From: Alexander Duyck
> Sent: 03 February 2022 17:57
...
> > > So a big issue I see with this patch is the potential queueing issues
> > > it may introduce on Tx queues. I suspect it will cause a number of
> > > performance regressions and deadlocks as it will change the Tx queueing
> > > behavior for many NICs.
> > >
> > > As I recall many of the Intel drivers are using MAX_SKB_FRAGS as one of
> > > the ingredients for DESC_NEEDED in order to determine if the Tx queue
> > > needs to stop. With this change the value for igb for instance is
> > > jumping from 21 to 49, and the wake threshold is twice that, 98. As
> > > such the minimum Tx descriptor threshold for the driver would need to
> > > be updated beyond 80 otherwise it is likely to deadlock the first time
> > > it has to pause.
> >
> > Are these limits hard coded in Intel drivers and firmware, or do you
> > think this can be changed ?
> 
> This is all code in the drivers. Most drivers have them as the logic
> is used to avoid having to return NETIDEV_TX_BUSY. Basically the
> assumption is there is a 1:1 correlation between descriptors and
> individual frags.

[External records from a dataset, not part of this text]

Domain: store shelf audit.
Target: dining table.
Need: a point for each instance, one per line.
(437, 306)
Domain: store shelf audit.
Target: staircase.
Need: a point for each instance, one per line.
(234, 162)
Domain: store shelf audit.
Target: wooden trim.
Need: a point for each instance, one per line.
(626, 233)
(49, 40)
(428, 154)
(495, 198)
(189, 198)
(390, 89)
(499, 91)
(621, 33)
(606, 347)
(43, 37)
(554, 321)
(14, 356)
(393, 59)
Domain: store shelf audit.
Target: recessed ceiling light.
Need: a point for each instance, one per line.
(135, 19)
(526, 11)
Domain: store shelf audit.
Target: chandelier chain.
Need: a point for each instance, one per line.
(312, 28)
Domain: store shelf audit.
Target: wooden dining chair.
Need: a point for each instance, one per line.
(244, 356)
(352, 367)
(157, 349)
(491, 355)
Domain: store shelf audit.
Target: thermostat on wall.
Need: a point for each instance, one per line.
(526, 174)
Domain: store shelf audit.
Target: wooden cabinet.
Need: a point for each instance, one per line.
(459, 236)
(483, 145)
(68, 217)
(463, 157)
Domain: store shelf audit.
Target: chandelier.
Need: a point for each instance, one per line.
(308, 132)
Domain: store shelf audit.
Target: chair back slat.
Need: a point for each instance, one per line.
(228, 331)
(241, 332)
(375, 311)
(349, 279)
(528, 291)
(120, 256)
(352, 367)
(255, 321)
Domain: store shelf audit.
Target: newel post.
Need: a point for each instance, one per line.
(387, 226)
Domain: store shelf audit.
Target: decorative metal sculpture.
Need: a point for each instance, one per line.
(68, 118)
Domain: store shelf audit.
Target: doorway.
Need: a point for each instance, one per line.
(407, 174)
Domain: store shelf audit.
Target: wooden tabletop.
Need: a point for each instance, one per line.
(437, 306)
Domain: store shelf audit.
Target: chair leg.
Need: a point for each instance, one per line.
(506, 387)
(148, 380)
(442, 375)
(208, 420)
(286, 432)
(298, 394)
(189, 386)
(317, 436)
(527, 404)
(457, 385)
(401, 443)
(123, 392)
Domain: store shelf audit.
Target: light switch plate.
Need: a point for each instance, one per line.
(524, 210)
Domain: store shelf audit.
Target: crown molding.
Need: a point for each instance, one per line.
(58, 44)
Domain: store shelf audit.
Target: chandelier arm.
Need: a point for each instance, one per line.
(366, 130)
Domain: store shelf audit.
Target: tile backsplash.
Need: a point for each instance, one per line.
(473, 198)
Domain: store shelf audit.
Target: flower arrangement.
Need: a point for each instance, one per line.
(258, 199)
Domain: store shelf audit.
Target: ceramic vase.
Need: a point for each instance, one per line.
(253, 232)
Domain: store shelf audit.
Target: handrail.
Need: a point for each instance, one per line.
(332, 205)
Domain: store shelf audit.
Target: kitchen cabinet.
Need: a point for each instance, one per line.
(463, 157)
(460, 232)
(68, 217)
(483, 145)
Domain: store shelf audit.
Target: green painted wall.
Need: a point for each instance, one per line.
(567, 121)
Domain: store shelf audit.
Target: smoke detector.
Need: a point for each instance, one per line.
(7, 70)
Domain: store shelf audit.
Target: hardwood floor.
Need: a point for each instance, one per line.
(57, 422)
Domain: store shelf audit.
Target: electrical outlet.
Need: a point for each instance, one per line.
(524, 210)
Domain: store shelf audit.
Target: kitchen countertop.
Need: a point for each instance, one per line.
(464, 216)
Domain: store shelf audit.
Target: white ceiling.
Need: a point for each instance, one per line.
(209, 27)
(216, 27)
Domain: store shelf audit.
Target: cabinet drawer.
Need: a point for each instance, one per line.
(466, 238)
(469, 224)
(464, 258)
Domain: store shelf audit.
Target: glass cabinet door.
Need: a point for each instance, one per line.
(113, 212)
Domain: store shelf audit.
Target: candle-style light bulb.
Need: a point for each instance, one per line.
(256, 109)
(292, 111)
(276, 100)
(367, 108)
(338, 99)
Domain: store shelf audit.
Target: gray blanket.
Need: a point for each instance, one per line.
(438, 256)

So most drivers would need to increase the size of
> their Tx descriptor rings if they were optimized for a lower value.

Maybe the drivers can be a little less conservative about the number
of fragments they expect in the next message?

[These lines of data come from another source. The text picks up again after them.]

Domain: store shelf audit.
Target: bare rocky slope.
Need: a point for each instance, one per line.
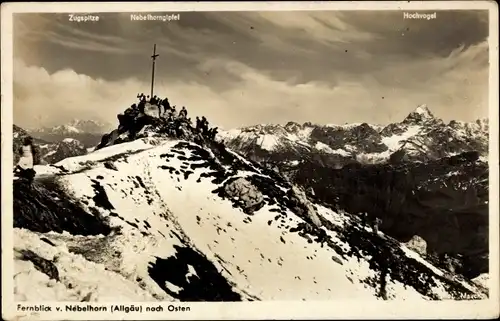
(422, 177)
(48, 152)
(159, 217)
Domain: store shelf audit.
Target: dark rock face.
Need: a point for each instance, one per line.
(443, 201)
(205, 284)
(45, 207)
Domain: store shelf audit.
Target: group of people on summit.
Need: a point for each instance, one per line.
(169, 113)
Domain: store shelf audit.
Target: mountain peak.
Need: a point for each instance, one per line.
(420, 115)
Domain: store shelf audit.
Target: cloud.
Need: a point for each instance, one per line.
(454, 87)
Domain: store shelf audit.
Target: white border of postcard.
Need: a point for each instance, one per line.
(254, 310)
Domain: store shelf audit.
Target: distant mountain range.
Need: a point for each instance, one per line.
(88, 132)
(421, 176)
(419, 137)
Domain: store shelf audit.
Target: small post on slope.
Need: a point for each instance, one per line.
(153, 70)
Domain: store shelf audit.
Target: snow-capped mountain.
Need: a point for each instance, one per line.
(159, 218)
(88, 132)
(444, 202)
(48, 152)
(328, 162)
(420, 136)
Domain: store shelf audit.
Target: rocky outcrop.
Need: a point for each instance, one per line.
(303, 207)
(443, 201)
(43, 265)
(45, 207)
(245, 194)
(417, 244)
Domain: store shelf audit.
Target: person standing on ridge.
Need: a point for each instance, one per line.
(198, 125)
(183, 112)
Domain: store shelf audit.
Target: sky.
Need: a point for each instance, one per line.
(245, 68)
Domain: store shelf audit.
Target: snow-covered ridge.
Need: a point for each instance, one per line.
(176, 238)
(365, 141)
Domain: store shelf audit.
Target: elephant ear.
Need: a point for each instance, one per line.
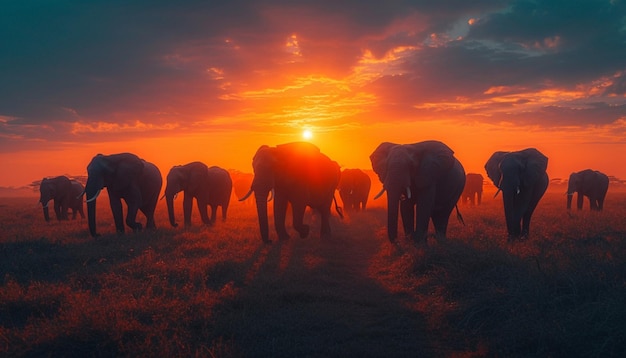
(379, 159)
(535, 165)
(492, 167)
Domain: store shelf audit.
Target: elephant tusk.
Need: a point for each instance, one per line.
(379, 194)
(497, 192)
(247, 195)
(94, 197)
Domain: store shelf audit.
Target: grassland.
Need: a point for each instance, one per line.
(219, 292)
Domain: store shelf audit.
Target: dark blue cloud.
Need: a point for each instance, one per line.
(61, 61)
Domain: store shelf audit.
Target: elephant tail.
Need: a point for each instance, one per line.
(338, 208)
(459, 216)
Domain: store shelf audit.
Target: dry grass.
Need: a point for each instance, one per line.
(219, 292)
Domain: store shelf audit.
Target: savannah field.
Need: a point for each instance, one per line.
(220, 292)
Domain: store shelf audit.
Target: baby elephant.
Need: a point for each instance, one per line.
(66, 194)
(590, 183)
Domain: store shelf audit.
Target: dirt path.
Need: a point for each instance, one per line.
(311, 297)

There is little point requiring 49 free descriptors when the workload
never has more than 2 or 3 fragments.

Clearly you don't want to re-enable things unless there are enough
descriptors for an skb that has generated NETDEV_TX_BUSY, but the
current logic of 'trying to never actually return NETDEV_TX_BUSY'
is probably over cautious.

Does Linux allow skb to have a lot of short fragments?

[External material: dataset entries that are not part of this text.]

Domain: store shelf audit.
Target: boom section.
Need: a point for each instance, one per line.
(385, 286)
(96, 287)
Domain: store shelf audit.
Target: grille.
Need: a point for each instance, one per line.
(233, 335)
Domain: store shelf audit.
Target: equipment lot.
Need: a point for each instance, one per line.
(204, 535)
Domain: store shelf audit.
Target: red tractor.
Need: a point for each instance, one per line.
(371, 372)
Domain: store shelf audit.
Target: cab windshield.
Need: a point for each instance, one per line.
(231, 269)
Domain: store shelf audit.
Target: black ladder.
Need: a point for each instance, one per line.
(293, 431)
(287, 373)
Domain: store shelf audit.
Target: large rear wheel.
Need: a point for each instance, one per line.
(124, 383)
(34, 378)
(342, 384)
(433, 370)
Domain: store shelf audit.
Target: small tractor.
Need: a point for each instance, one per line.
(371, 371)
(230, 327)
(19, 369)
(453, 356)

If dma_map isn't cheap (probably anything with an iommu or non-coherent
memory) them copying/merging short fragments into a pre-mapped
buffer can easily be faster.
Many years ago we found it was worth copying anything under 1k on
a sparc mbus+sbus system.
I don't think Linux can generate what I've seen elsewhere - the mac
driver being asked to transmit something with 1000+ one byte fragmemts!